Whilst we have concentrated on food, moderation applies to most human experience, if we do anything on a daily basis with an identical dosage, that can be a clue that we are not acting with moderation. We work the five days and rest for two, we need a change of pace, so if you are exercising for the same amount every day, it can feel like a great thing and yet we would not be getting the maximum benefit from it. The body actually prefers to exercise hard on some days and then rest on others, we like to work hard and then play hard, even during a day we can probably only maintain peak performance for an hour or two, which seems like a ready-made excuse for writers to be lazy, famously Hemingway only wrote 500 words a day, but importantly they were right 500 words, and trying to write 5000 would have probably resulted in less of the right words, and they certainly would have been hidden within a mass of lesser quality words.

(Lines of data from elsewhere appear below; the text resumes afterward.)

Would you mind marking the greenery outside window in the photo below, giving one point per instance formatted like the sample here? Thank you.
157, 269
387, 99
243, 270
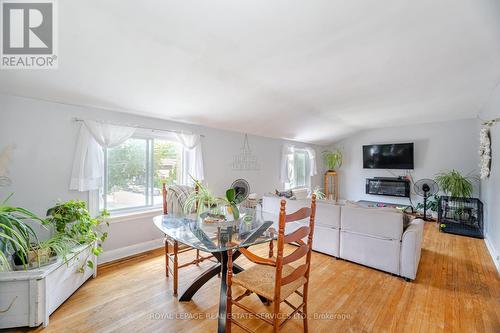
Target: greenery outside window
299, 170
134, 172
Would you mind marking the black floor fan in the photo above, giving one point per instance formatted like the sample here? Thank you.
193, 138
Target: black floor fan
426, 188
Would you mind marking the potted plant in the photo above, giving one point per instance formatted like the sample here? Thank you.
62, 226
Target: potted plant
17, 238
332, 159
458, 208
320, 195
454, 184
73, 224
201, 200
432, 205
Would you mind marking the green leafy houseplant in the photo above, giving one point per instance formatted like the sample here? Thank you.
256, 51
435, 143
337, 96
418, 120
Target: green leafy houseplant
233, 201
73, 223
332, 159
201, 200
16, 236
319, 194
455, 184
432, 204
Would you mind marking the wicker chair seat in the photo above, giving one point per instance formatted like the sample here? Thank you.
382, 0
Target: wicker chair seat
260, 279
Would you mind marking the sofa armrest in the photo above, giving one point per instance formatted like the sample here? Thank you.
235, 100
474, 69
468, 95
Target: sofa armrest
411, 245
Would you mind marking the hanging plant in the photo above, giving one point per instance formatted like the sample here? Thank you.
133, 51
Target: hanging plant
485, 152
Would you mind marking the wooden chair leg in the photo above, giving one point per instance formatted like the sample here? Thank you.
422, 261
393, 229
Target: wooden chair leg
176, 266
276, 319
304, 308
166, 257
228, 293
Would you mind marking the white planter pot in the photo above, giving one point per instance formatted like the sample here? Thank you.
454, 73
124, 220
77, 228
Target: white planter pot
27, 298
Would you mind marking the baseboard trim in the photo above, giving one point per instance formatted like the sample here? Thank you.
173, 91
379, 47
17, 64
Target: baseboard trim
127, 251
493, 253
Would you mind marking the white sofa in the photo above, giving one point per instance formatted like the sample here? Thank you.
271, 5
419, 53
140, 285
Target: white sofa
327, 222
374, 237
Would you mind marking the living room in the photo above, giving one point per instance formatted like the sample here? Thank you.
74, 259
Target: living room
158, 145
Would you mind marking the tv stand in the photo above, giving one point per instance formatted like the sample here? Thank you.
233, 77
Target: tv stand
388, 186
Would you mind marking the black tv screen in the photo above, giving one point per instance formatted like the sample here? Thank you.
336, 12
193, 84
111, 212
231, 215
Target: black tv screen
388, 156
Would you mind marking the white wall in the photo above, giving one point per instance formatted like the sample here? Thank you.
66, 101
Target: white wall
437, 147
45, 135
490, 187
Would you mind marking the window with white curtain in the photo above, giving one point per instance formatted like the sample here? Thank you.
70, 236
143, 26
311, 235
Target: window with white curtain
134, 170
299, 169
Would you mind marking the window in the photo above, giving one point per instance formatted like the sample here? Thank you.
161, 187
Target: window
134, 172
298, 169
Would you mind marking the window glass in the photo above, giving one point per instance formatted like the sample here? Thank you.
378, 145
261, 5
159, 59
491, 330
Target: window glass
167, 160
135, 171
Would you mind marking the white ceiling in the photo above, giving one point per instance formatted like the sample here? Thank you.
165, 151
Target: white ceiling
310, 70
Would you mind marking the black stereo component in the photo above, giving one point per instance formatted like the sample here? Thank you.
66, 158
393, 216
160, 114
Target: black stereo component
394, 187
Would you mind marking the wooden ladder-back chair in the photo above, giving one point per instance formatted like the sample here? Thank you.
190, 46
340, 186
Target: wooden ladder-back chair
274, 278
173, 248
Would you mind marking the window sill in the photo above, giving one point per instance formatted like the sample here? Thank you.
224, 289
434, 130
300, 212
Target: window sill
130, 216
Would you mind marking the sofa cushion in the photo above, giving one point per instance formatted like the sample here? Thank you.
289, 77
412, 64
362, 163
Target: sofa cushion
327, 213
370, 251
374, 222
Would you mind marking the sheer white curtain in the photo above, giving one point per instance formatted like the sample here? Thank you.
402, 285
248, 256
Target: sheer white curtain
88, 163
312, 161
192, 157
287, 162
286, 172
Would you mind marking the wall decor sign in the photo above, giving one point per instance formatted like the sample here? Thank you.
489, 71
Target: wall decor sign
245, 160
5, 158
485, 152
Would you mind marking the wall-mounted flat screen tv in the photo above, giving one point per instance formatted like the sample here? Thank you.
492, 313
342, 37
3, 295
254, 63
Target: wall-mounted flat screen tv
388, 156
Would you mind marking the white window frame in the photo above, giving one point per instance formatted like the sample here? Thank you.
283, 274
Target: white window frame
307, 175
97, 198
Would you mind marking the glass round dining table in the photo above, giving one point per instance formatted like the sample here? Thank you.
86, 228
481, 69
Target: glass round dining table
205, 234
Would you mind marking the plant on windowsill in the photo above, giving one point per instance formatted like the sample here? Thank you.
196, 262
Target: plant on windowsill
74, 225
320, 195
17, 238
332, 159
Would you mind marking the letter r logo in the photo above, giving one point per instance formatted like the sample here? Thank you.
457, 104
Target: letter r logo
27, 28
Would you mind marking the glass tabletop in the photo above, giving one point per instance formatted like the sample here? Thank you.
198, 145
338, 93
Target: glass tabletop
211, 235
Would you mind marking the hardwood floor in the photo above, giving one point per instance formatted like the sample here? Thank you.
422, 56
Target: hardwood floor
457, 290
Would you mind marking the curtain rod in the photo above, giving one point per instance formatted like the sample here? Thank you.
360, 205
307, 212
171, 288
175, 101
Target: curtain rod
143, 127
491, 122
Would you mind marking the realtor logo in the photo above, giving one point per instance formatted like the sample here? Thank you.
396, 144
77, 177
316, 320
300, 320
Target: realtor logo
28, 34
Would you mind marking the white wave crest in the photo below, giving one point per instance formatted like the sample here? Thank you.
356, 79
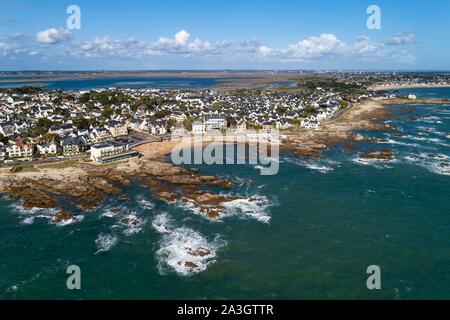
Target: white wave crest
183, 249
105, 242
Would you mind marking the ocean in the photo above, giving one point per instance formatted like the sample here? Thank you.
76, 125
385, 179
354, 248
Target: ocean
318, 225
112, 82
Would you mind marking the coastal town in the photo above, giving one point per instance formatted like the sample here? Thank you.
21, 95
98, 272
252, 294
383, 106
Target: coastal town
104, 125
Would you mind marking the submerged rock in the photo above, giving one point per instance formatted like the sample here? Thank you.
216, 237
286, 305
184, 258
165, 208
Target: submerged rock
387, 155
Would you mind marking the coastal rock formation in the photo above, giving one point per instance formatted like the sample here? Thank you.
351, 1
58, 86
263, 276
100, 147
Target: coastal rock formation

That is what moderation is really about, learning what gives us the maximum amount of value, without food we die, too much we die slow, too regular and it becomes boring and repetitive. We are not static being, we flow, we oscillate in our wants, we are drawn one way and then the other. A repetitive beat is just the ticking of a clock, but add in a rising and falling element of a voice or violin, one which starts slowly and quietly, and then rises in pitch and volume, and you have an epic piece of music. That is what we want in our lives, crescendos, peaks and troughs, we want period of peace and then clashes, we want emotional dynamism and we want to find our way towards understanding and connection, and we start with moderation.